TNF-α is a pro-inflammatory cytokine, primarily produced by monocytes and macrophages (77). The release of pro-inflammatory cytokines (TNF-α, IL-1β, IL-6, et al) and reactive oxygen species (ROS) occurred through the pathogen-associated molecular patterns (PAMPs)-toll-like receptors (TLRs)-JNK/NF-κB pathway (78). Hepatic steatosis can lead to an increase in the transcription factor NF-κβ signalling pathway through the upstream activation. Activation of NF-κβ induced production of TNF-α, which helped recruit and activate Kupffer cells to mediate inflammation in NASH (79, 80). Many pieces of evidence indicated a positive association between TNF-α and NAFLD (81). Moreover, studies have shown that TNF-α can be used as a predictor for the development of NAFLD (56, 82). Consistent with these studies (56, 81, 82), the results of the meta-analysis showed that TNF-α can increase the risk of NAFLD.

We also found that IL‐1β, IL‐6, and ICAM-1 were significantly associated with NAFLD, which indicated that these inflammatory cytokines can promote the development of NAFLD. The pro-inflammatory effect of IL-1β may be attributed to its synergistic effect with TLRs signalling, which significantly amplifies inflammation through lipopolysaccharide (LPS) - induced inflammatory mediator (83).

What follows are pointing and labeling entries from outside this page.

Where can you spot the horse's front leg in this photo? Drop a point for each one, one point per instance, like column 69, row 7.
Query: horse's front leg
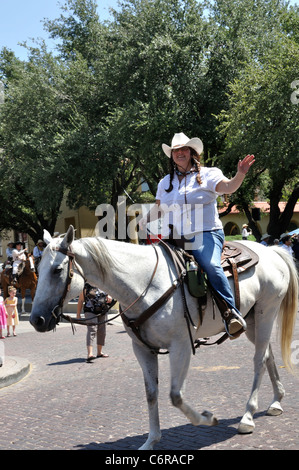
column 179, row 364
column 149, row 364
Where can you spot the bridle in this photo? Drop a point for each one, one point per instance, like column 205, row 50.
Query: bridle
column 57, row 312
column 134, row 324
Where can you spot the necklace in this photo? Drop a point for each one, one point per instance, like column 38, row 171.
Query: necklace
column 180, row 173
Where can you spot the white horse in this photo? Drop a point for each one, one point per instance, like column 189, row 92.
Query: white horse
column 267, row 290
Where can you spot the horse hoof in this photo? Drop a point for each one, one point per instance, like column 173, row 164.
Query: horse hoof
column 211, row 420
column 274, row 410
column 246, row 428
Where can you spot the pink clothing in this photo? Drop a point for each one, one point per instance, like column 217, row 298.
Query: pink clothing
column 2, row 314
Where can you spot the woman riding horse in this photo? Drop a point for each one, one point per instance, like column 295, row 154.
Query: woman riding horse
column 189, row 190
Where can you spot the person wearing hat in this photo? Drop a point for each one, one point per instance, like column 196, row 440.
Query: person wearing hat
column 245, row 232
column 19, row 257
column 265, row 239
column 287, row 243
column 9, row 251
column 38, row 250
column 186, row 197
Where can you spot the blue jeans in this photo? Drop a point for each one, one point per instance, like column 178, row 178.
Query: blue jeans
column 207, row 249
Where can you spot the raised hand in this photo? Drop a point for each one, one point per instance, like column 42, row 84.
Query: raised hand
column 245, row 164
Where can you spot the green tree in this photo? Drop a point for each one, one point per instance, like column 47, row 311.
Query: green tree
column 262, row 119
column 32, row 120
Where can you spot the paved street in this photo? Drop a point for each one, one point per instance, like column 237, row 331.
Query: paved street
column 65, row 403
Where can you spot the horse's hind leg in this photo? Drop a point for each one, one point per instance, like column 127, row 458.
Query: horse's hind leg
column 260, row 334
column 149, row 364
column 275, row 408
column 179, row 363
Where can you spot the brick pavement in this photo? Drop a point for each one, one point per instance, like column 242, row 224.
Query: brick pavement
column 64, row 403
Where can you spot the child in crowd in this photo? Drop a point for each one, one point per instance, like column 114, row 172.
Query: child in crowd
column 11, row 303
column 3, row 316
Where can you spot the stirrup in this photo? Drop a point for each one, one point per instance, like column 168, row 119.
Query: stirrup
column 239, row 317
column 233, row 315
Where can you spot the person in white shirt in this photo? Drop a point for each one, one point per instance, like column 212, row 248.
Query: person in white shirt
column 245, row 232
column 287, row 244
column 186, row 198
column 18, row 257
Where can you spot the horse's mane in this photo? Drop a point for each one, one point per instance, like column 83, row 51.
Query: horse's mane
column 100, row 254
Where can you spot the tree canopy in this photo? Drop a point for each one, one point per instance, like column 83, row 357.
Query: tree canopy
column 90, row 119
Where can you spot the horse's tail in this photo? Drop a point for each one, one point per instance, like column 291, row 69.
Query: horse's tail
column 288, row 309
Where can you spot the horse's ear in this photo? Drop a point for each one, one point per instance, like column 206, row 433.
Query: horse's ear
column 47, row 237
column 68, row 238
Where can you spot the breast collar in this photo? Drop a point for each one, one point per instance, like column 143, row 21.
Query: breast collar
column 180, row 173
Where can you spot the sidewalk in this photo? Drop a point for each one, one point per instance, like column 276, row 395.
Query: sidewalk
column 14, row 368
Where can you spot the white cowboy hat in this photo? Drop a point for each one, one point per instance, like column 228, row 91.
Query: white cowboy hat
column 181, row 140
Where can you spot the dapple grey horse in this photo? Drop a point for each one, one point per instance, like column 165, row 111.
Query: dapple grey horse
column 268, row 291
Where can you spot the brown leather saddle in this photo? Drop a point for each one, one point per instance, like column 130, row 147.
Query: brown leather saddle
column 237, row 255
column 237, row 258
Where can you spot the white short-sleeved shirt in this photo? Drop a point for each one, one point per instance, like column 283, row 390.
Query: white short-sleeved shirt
column 190, row 207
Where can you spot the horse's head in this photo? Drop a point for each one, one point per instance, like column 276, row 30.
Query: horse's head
column 57, row 282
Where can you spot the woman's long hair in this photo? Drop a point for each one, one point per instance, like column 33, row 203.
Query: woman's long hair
column 195, row 160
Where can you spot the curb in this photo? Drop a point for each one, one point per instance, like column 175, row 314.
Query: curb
column 13, row 370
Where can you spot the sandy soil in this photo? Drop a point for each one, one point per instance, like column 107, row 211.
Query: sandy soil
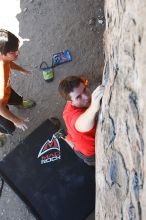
column 46, row 27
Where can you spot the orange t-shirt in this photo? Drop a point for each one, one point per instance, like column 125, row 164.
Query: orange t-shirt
column 84, row 141
column 5, row 89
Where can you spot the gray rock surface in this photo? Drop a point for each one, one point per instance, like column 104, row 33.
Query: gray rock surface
column 121, row 136
column 47, row 27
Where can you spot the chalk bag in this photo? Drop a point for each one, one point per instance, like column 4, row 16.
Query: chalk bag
column 47, row 71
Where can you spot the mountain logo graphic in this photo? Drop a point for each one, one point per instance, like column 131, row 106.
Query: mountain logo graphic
column 50, row 151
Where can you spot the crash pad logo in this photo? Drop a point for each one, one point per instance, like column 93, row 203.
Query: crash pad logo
column 50, row 151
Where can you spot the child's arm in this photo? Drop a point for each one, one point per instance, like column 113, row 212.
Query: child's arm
column 19, row 68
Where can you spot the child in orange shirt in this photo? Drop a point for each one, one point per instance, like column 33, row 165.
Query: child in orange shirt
column 9, row 52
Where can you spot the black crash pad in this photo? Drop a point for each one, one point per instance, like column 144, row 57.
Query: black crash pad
column 49, row 177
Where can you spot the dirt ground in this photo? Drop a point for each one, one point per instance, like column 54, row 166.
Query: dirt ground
column 46, row 27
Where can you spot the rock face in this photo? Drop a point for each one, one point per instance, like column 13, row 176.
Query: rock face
column 121, row 136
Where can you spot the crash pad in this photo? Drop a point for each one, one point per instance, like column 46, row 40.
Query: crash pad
column 49, row 177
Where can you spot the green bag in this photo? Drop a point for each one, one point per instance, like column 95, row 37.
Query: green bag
column 47, row 71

The pro-inflammatory effect of IL-6 may be through the suppressor of cytokine signalling-3 (SOCS-3) - sterol regulatory element binding protein-1c (SREBP-1c)- fatty acyl-CoA (FA-CoA) pathway that inhibited insulin signalling and acted to regulate the acute stage response and chronic inflammation (84, 85). Previous research found that macrophages secreted IL-1β and IL-6, which promoted hepatocyte injury and liver fibrosis (18). It has been shown that ICAM-1 was expressed in adipose tissue in addition to lipid-containing hepatocytes and may be a marker of endothelial cell activation (54). In summary, CRP, IL-1β, IL-6, TNF-α, and ICAM-1 may be reliable biomarkers to describe the risk of NAFLD.

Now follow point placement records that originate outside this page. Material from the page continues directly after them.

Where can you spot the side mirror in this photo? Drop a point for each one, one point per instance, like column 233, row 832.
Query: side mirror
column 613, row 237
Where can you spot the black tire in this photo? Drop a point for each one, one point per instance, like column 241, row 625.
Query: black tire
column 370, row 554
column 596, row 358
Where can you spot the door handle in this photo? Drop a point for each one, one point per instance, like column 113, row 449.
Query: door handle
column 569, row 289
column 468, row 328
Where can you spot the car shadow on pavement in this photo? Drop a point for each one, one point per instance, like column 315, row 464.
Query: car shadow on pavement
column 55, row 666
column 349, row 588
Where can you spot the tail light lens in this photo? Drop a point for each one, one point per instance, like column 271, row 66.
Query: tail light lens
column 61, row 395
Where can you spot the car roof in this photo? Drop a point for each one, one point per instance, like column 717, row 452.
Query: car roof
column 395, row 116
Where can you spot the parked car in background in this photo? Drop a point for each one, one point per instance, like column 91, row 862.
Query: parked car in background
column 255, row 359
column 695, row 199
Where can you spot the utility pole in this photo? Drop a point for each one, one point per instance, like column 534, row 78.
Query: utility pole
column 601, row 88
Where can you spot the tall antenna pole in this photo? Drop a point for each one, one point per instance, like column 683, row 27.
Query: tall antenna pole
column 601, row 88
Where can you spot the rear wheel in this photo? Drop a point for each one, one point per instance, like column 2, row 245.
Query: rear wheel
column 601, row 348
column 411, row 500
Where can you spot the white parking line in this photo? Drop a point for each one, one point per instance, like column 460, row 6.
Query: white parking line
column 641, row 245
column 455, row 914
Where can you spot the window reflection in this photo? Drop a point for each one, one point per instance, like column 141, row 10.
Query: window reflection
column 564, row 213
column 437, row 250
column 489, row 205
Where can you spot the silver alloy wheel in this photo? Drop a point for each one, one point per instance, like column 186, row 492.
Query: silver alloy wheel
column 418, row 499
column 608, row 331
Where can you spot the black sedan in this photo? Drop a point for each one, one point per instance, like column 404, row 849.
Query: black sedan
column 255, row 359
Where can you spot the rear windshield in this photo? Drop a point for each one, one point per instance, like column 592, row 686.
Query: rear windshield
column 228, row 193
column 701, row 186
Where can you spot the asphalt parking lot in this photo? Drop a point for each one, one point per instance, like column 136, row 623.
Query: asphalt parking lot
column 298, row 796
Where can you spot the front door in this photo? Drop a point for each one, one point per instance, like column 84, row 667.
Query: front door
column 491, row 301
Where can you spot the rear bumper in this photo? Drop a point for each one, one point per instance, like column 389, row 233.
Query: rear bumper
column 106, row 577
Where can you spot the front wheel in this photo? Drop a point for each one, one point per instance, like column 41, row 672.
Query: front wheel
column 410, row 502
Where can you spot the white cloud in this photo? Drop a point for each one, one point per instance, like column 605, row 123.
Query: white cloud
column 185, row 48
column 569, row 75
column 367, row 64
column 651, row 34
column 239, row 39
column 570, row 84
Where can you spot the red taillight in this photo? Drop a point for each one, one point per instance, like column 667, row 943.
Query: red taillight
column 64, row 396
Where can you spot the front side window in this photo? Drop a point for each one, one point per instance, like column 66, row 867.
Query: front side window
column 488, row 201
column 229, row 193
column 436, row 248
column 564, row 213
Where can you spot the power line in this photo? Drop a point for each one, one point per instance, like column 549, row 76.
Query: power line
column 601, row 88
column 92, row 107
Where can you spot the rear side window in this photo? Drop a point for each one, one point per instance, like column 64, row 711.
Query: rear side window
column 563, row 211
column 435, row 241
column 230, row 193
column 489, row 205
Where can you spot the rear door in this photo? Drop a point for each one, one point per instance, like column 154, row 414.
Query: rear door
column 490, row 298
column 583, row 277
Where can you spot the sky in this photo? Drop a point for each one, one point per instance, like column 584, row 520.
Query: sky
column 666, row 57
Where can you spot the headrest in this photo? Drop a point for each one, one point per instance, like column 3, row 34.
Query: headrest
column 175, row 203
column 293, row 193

Our results showed that there were no significant associations between IFN-γ, IGF-II, IL‐2, IL‐4, IL‐5, IL‐7, IL‐8, IL‐10, IL‐12, MCP‐1, and TGF-β and NAFLD. The main reason for this result may be the limited number of included studies. Besides, the negative findings were strongly linked to multiple characteristics of these inflammatory cytokines involved in the progression of NAFLD. Notably, although the non‐significant associations were observed in the overall population, opposite associations were observed in subgroup analyses. These results may suggest that the true association between inflammatory cytokines and NAFLD was masked or diluted when analyzing the overall population. Therefore, further studies are necessary to establish the true association. Remarkably, the meta-analysis showed that the association between IL-10 and NAFLD reached borderline significance. Due to the limited number of included studies and previous findings, we still considered IL-10 to be an important anti-inflammatory cytokine. IL-10 may have a role by affecting the myeloid-differentiation factor 88 (MyD88)-TLRs-NF-κB signalling pathway (86). Previous research found that IL-10 was a negative regulator in inflammatory response, and it can inhibit the secretion of various inflammatory cytokines by T cells, including IL-2, IL-6, TNF-α, et al (87). Thus, we suggested that this anti-inflammatory cytokine has great potential to help the assessment of NAFLD.

Moreover, recent studies suggested that inflammasome is an intracellular multi-protein complex that is thought to be a trigger for inflammatory cytokines in NAFLD (Supplementary Table 7) (88). Although there are different types of inflammasomes, most studies have focused on NLRP3 inflammasomes in NAFLD. It is reported that the activation of NLRP3 inflammasome led to the maturation of caspase-1. On the one hand, caspase-1 may cleave inactive pro-IL-1β, pro-IL-18, and pro-IL-37 to mature IL-1β, IL-18, and IL-37 (17). Increased IL-1β may promote fibrosis directly and induce activation of NF-κB, which may regulate the synthesis of pro-IL-1β, MCP-1, and other inflammatory mediators, leading to a vicious cycle of pro-inflammatory signalling. On the other hand, caspase-1 may generate an N-terminal cleavage product (GSDMD-NT) by cleaving gasdermin-D (GSDMD) specifically, triggering pyroptosis and the release of inflammatory cytokines (89, 90). Therefore, NLRP3 inflammasome is closely associated with the function of inflammatory cytokines in NAFLD and may be a key point in the progression of hepatic steatosis to NASH and hepatic fibrosis.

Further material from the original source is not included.